На середине прямого длинного коридора (напоминающего учебный рисунок студента-художника по ренессансной перспективе) сестра за письменным столом тихонько напевает ту песню — Джонову песню, — и слова с венгерским акцентом дотекают до Джона отрывочным шепотом: ражве не видишь… никто не шкаже крамитибяаа нам ряй открывалшша… так дольго так одьноко, слишшком… Но она не расслышала строку «Я бродила всю ночь и все думала только о нас», и слова долетают до Джона с перевернутой ключевой согласной: «Я бродила всю наджи все думала долька аннас».
— Что смешного? — Чарлз прищуривается на него. — Плевать. Они и правда смешны, эти маленькие штучки, на которых подвешена наша жизнь, нет?
Чарлз запускает пальцы в волосы — несвойственный ему жест усталости, на Джоновой памяти Чарлз никогда его себе не позволял.
— Да, — говорит Джон, — такие вещи заставляют это понять. Ты в порядке?
Он кладет руку на плечо сидящему Габору.
— То есть, боже мой. Маленький, крошечный сосуд лопается, и вот мои юные будни уже проходят в до слез скучном сидении здесь, в этих гнусных кафельных кишках мемориала Бориса Карлоффа. — Он дребезжит губами. — Шучу.
Джон перебрасывает черенок швабры из руки в руку.
Вероятно, два дня, пока Имре не нашли, инсульт бушевал и разбойничал незамеченным или, по крайней мере, необъявленным. Судя по анализам, он всерьез взялся за дело в прошлую пятницу. Кристина ездила к родителям в Дьёр; Чарлз был по делам издательства в Вене; Имре, один в Будапеште, очевидно, все выходные страдал от симптомов, которые решил не принимать всерьез. К тому времени, когда Чарлз споткнулся об него утром в понедельник, какие-то возможности предотвратить неврологические повреждения уже точно были упущены. У врачей ничего определенного; Чарлз ворчит, что за эти хитроумные увертки их освистали бы и выгнали с практикума студенты-первокурсники. На торопливых приглушенных совещаниях врачи взбадривали друг друга вдохновенной дискуссией о возможности потенциального «расстройства речи» как противоположности «расстройства языка» — дискуссией, которая показалась бы Чарлзу заумной даже если бы Имре не лежал в коме уже третий день подряд.
— Мы думаем, он проснется, когда будет готов, — высказывается один из врачей, мягко клада ободряющую руку Чарлзу на бицепс.
— Да, конечно, — бормочет Чарлз, похлопывая по бледной и волосатой руке на своем плече, — когда мальчики растут, им нужно много спать… Бедный старикан, — вздыхая, говорит он Джону. — Господи, какая неудача.
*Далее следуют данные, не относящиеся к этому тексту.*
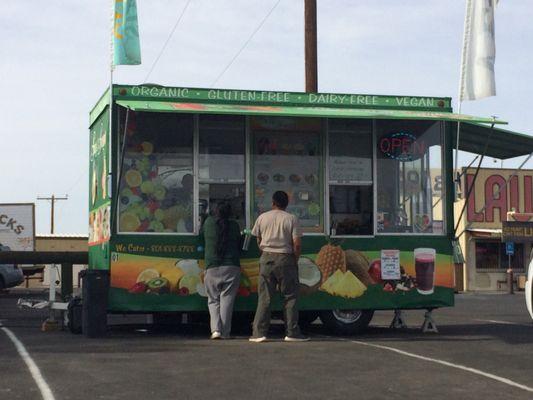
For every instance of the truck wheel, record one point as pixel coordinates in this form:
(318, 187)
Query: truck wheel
(346, 322)
(306, 318)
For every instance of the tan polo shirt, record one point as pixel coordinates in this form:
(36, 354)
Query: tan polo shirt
(277, 229)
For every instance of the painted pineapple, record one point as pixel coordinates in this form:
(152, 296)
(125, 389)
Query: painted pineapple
(329, 259)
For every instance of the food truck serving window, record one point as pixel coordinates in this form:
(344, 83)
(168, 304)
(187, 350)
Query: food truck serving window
(350, 177)
(221, 164)
(287, 156)
(156, 186)
(410, 196)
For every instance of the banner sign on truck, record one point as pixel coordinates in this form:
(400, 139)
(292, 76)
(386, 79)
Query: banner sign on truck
(17, 226)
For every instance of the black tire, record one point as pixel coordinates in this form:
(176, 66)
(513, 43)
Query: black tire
(346, 322)
(306, 318)
(74, 316)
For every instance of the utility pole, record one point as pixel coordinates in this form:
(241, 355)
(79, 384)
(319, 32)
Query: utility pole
(311, 69)
(52, 199)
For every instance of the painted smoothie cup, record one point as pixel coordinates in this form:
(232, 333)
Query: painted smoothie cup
(425, 270)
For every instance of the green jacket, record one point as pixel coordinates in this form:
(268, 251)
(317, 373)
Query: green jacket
(209, 234)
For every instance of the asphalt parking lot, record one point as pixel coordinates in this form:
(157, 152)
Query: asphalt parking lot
(484, 350)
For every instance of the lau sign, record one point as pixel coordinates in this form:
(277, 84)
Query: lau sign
(496, 192)
(402, 146)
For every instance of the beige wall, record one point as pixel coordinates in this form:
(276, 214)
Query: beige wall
(61, 243)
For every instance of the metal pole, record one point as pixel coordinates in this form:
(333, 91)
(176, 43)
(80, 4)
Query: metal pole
(311, 69)
(53, 200)
(466, 43)
(510, 277)
(52, 215)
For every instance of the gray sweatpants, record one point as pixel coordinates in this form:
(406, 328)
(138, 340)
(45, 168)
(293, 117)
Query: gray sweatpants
(221, 285)
(277, 271)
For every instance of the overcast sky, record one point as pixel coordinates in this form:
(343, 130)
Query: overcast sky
(54, 65)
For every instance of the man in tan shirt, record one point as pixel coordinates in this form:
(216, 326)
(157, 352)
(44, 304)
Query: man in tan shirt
(279, 240)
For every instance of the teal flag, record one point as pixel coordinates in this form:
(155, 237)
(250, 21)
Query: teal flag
(126, 46)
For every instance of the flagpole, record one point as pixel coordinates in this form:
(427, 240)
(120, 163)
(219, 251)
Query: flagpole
(466, 43)
(111, 69)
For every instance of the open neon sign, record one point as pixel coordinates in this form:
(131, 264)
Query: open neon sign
(402, 146)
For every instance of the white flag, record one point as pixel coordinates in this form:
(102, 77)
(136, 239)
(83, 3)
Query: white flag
(479, 51)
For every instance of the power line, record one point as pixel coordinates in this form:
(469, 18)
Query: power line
(245, 43)
(168, 40)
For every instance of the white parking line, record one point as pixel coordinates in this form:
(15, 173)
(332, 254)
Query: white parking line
(496, 321)
(46, 392)
(442, 362)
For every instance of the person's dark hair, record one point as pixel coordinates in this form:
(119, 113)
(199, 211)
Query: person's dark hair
(280, 199)
(222, 216)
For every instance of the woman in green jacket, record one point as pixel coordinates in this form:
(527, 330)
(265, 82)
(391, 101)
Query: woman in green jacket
(222, 239)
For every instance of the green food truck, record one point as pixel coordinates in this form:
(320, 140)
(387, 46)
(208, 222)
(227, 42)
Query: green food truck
(370, 178)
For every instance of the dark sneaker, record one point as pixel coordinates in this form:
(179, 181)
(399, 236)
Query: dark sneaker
(258, 339)
(297, 338)
(216, 335)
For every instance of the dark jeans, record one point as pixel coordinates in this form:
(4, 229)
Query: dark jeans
(277, 271)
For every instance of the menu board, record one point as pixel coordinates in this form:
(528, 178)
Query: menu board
(350, 169)
(289, 161)
(221, 167)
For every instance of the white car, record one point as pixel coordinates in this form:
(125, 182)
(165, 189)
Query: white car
(10, 275)
(529, 289)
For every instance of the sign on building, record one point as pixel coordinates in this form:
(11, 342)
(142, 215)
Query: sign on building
(516, 231)
(17, 227)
Мне уже кажется, что я должен был это предвидеть. Думаешь, мог? Вечером накануне в офисе он рассказывал мне какой-то случай и не вспомнил, что уже рассказывал мне его дня два назад.
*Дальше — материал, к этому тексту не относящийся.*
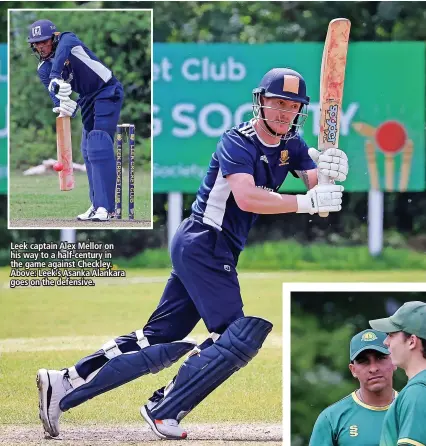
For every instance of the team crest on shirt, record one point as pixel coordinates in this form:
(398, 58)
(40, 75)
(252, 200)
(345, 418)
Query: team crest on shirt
(284, 157)
(353, 430)
(369, 336)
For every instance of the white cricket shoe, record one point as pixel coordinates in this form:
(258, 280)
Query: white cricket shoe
(165, 429)
(87, 215)
(52, 387)
(101, 214)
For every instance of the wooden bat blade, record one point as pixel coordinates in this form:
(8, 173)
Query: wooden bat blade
(64, 152)
(332, 80)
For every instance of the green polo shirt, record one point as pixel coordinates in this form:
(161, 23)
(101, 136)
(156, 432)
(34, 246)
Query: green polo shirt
(405, 421)
(349, 422)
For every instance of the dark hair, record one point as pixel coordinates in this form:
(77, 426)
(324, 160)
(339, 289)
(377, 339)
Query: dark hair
(407, 335)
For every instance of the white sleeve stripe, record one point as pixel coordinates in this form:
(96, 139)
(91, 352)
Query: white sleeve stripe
(216, 203)
(103, 72)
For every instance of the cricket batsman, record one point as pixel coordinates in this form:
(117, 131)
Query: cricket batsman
(404, 423)
(67, 65)
(249, 165)
(356, 419)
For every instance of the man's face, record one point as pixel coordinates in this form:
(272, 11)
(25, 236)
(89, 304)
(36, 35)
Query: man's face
(398, 345)
(282, 111)
(44, 48)
(373, 369)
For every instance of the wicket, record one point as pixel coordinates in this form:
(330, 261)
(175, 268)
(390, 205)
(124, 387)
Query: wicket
(121, 128)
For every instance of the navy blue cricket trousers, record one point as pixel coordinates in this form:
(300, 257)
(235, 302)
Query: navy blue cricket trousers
(203, 284)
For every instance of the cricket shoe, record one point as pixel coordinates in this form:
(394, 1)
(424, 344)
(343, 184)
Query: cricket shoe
(87, 215)
(101, 214)
(165, 429)
(52, 387)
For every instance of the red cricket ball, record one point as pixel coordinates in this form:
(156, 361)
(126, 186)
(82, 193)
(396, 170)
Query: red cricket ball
(391, 136)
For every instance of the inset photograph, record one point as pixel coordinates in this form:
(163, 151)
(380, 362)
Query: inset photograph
(80, 100)
(358, 364)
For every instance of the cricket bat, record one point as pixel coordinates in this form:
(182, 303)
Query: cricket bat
(331, 87)
(64, 152)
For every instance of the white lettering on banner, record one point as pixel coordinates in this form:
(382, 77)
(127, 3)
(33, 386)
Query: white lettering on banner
(242, 111)
(346, 117)
(204, 117)
(180, 118)
(194, 70)
(161, 71)
(179, 171)
(191, 120)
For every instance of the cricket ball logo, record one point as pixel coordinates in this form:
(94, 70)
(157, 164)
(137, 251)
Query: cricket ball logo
(331, 123)
(391, 139)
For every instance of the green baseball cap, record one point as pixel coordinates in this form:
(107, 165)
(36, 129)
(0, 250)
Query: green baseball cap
(367, 340)
(411, 318)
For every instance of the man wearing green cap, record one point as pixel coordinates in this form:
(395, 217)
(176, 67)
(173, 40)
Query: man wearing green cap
(405, 422)
(356, 420)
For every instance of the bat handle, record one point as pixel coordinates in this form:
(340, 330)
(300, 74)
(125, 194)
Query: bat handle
(323, 179)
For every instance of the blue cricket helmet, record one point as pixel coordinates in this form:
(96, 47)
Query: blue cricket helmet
(41, 30)
(283, 83)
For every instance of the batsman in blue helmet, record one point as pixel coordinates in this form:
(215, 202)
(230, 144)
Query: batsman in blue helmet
(250, 163)
(66, 65)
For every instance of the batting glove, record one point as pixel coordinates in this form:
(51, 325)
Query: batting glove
(322, 198)
(60, 88)
(331, 162)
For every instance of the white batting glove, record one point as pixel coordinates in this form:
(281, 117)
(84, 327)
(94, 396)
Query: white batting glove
(321, 198)
(66, 108)
(60, 88)
(331, 162)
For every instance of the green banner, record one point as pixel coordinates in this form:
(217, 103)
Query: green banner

Чарлз поручает Джону несколько дней позанимать его стул в коридоре, пока сам будет в одиночку рулить типографией. Еcли хоть что то изменится, Джон должен звонить Чарлзу на мобильный телефон. В следующие несколько дней Джон, маясь от скуки, передает по телефону доклады о замене лампочек и о невеселом продолжении истории заброшенной швабры. Один раз телефон взял Харви, и хотя он сразу соединил Джона с Габором, Джон позабыл о своей шутке и больше не звонил.
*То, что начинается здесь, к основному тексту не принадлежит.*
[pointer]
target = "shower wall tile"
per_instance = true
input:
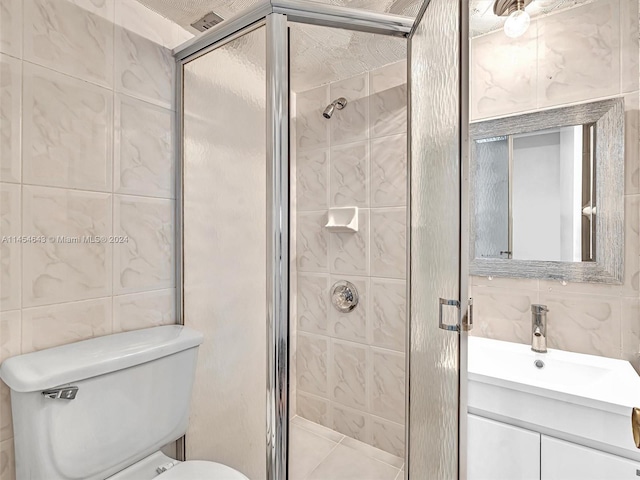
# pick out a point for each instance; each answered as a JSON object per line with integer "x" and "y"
{"x": 143, "y": 69}
{"x": 579, "y": 54}
{"x": 144, "y": 310}
{"x": 312, "y": 180}
{"x": 10, "y": 113}
{"x": 68, "y": 132}
{"x": 350, "y": 175}
{"x": 584, "y": 323}
{"x": 313, "y": 408}
{"x": 388, "y": 100}
{"x": 312, "y": 129}
{"x": 350, "y": 422}
{"x": 352, "y": 123}
{"x": 348, "y": 366}
{"x": 145, "y": 259}
{"x": 11, "y": 27}
{"x": 59, "y": 271}
{"x": 10, "y": 251}
{"x": 389, "y": 171}
{"x": 387, "y": 384}
{"x": 387, "y": 436}
{"x": 54, "y": 325}
{"x": 144, "y": 149}
{"x": 313, "y": 302}
{"x": 312, "y": 242}
{"x": 312, "y": 357}
{"x": 67, "y": 38}
{"x": 349, "y": 252}
{"x": 504, "y": 73}
{"x": 388, "y": 313}
{"x": 353, "y": 325}
{"x": 388, "y": 242}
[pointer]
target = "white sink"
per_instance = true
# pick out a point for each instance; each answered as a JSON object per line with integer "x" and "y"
{"x": 580, "y": 398}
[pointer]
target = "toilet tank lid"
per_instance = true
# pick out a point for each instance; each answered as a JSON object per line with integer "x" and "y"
{"x": 89, "y": 358}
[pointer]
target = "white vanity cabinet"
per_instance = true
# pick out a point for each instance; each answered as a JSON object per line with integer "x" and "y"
{"x": 562, "y": 460}
{"x": 499, "y": 451}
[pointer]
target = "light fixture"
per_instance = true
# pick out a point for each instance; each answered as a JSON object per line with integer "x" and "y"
{"x": 518, "y": 19}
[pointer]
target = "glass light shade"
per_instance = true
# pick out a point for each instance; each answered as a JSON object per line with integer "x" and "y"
{"x": 517, "y": 23}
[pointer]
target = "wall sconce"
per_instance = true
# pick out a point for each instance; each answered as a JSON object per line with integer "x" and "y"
{"x": 518, "y": 19}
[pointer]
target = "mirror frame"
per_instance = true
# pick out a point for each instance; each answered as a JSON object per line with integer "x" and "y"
{"x": 608, "y": 117}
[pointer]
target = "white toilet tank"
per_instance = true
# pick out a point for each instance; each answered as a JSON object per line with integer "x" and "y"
{"x": 133, "y": 398}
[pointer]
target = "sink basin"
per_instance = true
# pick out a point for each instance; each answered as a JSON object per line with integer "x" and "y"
{"x": 589, "y": 377}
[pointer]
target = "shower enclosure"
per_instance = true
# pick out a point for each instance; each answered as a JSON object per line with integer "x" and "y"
{"x": 235, "y": 224}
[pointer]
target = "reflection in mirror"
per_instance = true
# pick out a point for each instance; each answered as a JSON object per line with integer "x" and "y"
{"x": 535, "y": 195}
{"x": 547, "y": 194}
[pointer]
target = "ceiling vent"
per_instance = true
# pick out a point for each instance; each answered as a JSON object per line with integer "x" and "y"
{"x": 206, "y": 22}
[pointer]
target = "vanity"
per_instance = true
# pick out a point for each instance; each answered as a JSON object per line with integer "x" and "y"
{"x": 557, "y": 415}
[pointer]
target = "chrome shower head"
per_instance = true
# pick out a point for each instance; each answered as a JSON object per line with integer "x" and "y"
{"x": 339, "y": 104}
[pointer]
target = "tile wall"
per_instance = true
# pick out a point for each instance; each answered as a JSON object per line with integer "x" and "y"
{"x": 350, "y": 367}
{"x": 86, "y": 150}
{"x": 578, "y": 55}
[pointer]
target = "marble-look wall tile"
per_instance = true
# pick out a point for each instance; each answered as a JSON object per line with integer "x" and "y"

Пока Джон пытается удержать равновесие на задних ножках складного стула, до него медленно доходит, что ему положено держаться на почтительной орбите и не приближаться слишком к мигающему солнцу Как доверенному лицу Кароя ему позволили сидеть на деревянном стуле Габора в коридоре и беспомощно слушать венгерские совещания врачей. Кристина Тольди при этом сидит в палате у постели Имре, активно советуется с врачами и почти или (чаще) совсем ничего не говорит Джону, входя и выходя от больного и осторожно затворяя за собой дверь.